There is the old adage “you can learn something every day”. I have to admit that when it comes to tough or complex problems I’m bit of a mechanical geek. On day two of the new year I was presented with one of these complex problems. One of my long time Subaru clients brought in their 2009 Subaru Forester 2.5 L non turbo (87,000 mile). The customer was complaining of a rattling sound from the engine. She stated she heard it most on startup but it usually did not go away.
This car happened to be about 3000 miles over due for its oil change so the first thing we did was check the oil. We checked it and yep, it was low. Problem solved? After doing the oil change, however, we could still hear a faint rattling in the back ground. It was so faint that I thought we may not even near to check further. In most cases if oil goes too low it can cause damage to an engine. Once that damage is done it is hard to correct it.

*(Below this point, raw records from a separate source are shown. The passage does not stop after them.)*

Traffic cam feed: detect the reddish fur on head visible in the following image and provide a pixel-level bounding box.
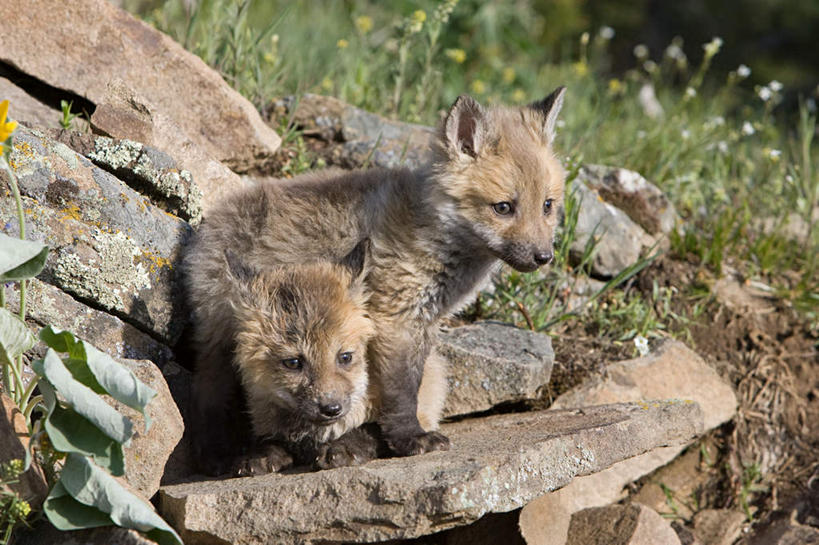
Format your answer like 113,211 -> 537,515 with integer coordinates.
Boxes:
229,263 -> 374,440
431,87 -> 565,271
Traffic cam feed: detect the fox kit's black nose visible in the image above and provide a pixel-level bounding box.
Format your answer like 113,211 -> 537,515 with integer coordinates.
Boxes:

Even though there is a high probability that this will be a mechanical and not electrical problem the next step was to check engine codes. We then checked codes in engine control. Codes can give us very important clues on which path to follow, yet there were no codes in this case.
The next step was to check compression. To check compression we have to remove the spark plugs. When removing the spark plug wires we found that oil had been leaking on the inside of the spark plug tube wells (spark plug tube seals). The spark plug tube seals are parts installed into the valve covers. All boxer motors have problems with their valve cover gaskets and seals because the engines lay flat and not up right. We removed the driver side spark plug and check compression. Cylinder # 2 had 180 psi and Cylinder #4 had 175 psi. Both of these number were acceptable. The interesting thing was that the # 2 spark plug was almost all the way worn out and the # 4 spark plug only had normal wear.
Subaru does not have a valve adjustment as part of their normal service schedule. Most cars today do not need valve adjustments as most engines have hydraulic valve adjusters, meaning the valves automatically adjust. This particular 2.5 liter motor, however, had adjustable valves. Since we knew that we had to replace the valve cover gaskets and spark plug tube seals, we felt strongly about performing a valve adjustment. We called the customer and got the ok for the work.
What we found next was interesting. After removing the passenger side spark plugs #1 and # 3 we found the same thing. The # 1 spark plug was almost gone and the # 3 spark plug had normal wear. During the valve adjustment we found that the # 1 cylinder and # 2 cylinder exhaust valves were loose and all other valves were tight. If a valve adjuster is loose the rocker will have a larger gap between the valve. A loose valve will not open all the way. That gap can cause a ticking or rattling sound. If the valve adjuster is too tight it will open the valve too much. Tight valves can cause compression problems and carbon buildup that can burn valves.
Why this was so interesting was the #1 and #2 cylinders that had loose valves completely wore out the spark plugs. We feel this happened because the loose exhuast ajduster was not letting all the heat out of the cylinder. The by product was extremely worn spark plugs.
After the repair the engine ran great and there was no more rattle. From here on out we will be monitoring our late model Subarus that have adjustable valves a little more closely after 80,000 miles.